Исходившие от доктора Чэттерджи запахи свидетельствовали о том, что он опьянял себя не только Суинберном. Доктор Чэттерджи, должно быть, прочитал мои мысли.

– Вы, наверное, считаете меня типичным бенаресским бездельником, – промолвил он.

– Скорее, типичным британским.

Я огляделся вокруг. В обстановке не было ничего индийского. Нас окружали сплошь английские вещи. Акварели с лондонскими пейзажами, полки с книгами английских классиков, крикетная бита в углу. Все свидетельствовало о том, что хозяин этой комнаты – настоящий англоман. И лишь покрывавшая все предметы густая пыль являлась чисто индийской. Вероятнее всего, то был принесенный сюда бризом с мест кремации пепел сожженных человеческих тел.

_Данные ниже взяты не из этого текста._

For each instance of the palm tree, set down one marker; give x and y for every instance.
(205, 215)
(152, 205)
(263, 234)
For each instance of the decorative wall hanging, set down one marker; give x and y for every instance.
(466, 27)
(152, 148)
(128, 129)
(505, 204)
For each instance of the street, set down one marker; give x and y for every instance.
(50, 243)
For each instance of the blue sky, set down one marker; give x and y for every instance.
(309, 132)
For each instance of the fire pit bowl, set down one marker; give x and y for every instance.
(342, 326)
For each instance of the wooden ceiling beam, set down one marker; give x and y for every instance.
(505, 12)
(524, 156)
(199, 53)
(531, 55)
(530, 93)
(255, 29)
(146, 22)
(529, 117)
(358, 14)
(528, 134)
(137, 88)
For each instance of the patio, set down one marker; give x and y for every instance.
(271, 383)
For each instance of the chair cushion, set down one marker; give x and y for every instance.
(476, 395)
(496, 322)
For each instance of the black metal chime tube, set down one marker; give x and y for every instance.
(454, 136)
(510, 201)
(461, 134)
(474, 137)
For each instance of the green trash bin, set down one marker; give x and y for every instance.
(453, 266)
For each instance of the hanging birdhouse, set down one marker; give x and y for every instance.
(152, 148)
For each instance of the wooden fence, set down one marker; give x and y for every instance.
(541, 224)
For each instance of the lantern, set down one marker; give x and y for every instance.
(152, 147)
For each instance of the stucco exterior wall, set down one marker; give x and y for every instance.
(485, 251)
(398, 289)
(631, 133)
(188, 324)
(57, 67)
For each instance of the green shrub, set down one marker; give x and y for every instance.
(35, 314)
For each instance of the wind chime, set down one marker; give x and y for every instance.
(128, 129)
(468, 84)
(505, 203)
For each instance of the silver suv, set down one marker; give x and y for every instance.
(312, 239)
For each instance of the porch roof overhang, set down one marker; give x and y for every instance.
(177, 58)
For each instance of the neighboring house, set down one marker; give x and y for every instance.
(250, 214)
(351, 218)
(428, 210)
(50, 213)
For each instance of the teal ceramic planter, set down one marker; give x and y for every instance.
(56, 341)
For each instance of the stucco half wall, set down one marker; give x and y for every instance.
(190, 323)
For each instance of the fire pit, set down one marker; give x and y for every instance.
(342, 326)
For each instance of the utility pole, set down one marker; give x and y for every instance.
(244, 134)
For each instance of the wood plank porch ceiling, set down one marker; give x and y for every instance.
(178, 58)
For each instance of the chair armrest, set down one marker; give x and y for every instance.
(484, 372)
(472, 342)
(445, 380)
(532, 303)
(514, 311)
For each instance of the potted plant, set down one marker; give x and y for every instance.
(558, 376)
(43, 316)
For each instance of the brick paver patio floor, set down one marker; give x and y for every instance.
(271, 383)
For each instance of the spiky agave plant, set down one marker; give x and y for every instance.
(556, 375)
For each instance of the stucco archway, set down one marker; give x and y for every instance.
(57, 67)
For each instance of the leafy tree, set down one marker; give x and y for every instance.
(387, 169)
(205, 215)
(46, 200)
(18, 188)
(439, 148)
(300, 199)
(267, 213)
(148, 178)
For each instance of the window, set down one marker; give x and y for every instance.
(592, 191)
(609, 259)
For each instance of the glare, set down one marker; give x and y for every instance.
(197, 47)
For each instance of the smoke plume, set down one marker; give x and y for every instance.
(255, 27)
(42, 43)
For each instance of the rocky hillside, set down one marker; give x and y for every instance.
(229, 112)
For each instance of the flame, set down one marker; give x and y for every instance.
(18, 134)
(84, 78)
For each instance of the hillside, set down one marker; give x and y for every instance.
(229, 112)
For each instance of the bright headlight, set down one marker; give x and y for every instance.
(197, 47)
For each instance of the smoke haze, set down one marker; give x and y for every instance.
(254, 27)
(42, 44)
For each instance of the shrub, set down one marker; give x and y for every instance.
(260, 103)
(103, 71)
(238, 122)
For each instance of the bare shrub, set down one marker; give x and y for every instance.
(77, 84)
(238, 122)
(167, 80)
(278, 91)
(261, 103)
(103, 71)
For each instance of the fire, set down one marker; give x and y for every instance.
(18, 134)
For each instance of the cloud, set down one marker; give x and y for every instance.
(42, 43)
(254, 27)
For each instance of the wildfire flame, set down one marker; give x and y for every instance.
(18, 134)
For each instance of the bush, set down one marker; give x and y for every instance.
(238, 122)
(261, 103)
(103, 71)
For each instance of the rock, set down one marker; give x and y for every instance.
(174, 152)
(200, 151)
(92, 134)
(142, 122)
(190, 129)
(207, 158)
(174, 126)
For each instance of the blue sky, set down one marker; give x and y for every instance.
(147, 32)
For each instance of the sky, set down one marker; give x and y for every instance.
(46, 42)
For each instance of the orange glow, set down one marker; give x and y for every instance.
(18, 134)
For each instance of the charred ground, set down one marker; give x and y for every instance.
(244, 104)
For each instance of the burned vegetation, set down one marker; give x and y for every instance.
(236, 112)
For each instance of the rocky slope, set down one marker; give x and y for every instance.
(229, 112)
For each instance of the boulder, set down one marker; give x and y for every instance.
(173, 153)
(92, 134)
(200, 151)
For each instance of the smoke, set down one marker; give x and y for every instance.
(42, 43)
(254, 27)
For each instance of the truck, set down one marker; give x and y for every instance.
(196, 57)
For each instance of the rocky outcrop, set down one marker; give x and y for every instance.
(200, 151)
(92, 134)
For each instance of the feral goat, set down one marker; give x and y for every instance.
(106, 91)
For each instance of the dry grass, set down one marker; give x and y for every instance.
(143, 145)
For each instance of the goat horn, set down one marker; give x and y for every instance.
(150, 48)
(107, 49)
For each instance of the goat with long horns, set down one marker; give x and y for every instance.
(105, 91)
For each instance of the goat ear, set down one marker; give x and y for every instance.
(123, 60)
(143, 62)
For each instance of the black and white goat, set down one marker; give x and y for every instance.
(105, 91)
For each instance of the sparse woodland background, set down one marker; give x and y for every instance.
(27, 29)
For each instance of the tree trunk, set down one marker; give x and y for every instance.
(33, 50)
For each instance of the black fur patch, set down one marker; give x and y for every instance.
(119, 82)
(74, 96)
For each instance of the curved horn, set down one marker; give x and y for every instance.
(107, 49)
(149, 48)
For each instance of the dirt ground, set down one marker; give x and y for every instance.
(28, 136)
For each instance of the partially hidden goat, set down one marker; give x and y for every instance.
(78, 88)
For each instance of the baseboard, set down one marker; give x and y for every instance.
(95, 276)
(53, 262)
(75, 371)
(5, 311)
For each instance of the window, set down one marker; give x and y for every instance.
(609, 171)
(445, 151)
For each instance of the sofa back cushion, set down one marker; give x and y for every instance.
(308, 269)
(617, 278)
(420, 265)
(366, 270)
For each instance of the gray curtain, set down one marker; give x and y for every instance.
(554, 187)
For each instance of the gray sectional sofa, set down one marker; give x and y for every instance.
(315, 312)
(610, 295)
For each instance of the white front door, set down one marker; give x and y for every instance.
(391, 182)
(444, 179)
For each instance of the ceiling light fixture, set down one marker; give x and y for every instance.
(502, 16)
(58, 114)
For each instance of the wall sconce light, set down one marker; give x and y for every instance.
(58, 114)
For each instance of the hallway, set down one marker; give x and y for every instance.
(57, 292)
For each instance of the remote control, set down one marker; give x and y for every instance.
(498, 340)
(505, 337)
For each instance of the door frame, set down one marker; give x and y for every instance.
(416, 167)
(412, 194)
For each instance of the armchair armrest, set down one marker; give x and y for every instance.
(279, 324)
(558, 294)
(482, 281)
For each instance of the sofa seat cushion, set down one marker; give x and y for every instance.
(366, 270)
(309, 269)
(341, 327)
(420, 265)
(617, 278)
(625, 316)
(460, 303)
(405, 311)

– Мое жилище вам не нравится?

– Оно удивило меня.

– Но почему? Впрочем, я могу предположить, что именно показалось вам удивительным. Если бы эта комната была кабинетом директора провинциальной школы в каком-нибудь английском графстве, она не вызвала бы у вас удивления. Но здесь, в доме, из окон которого открывается вид на Бенарес и воды Ганга, она кажется по крайней мере странной. Я прав?

– Вы преувеличиваете.

– Вовсе нет. Я просто поставил вам диагноз. При взгляде на мою комнату вы испытываете чувство превосходства азиата над европейской культурой.

– Мебель и другие предметы интерьера не задевают чувства моей национальной гордости, доктор Чэттерджи.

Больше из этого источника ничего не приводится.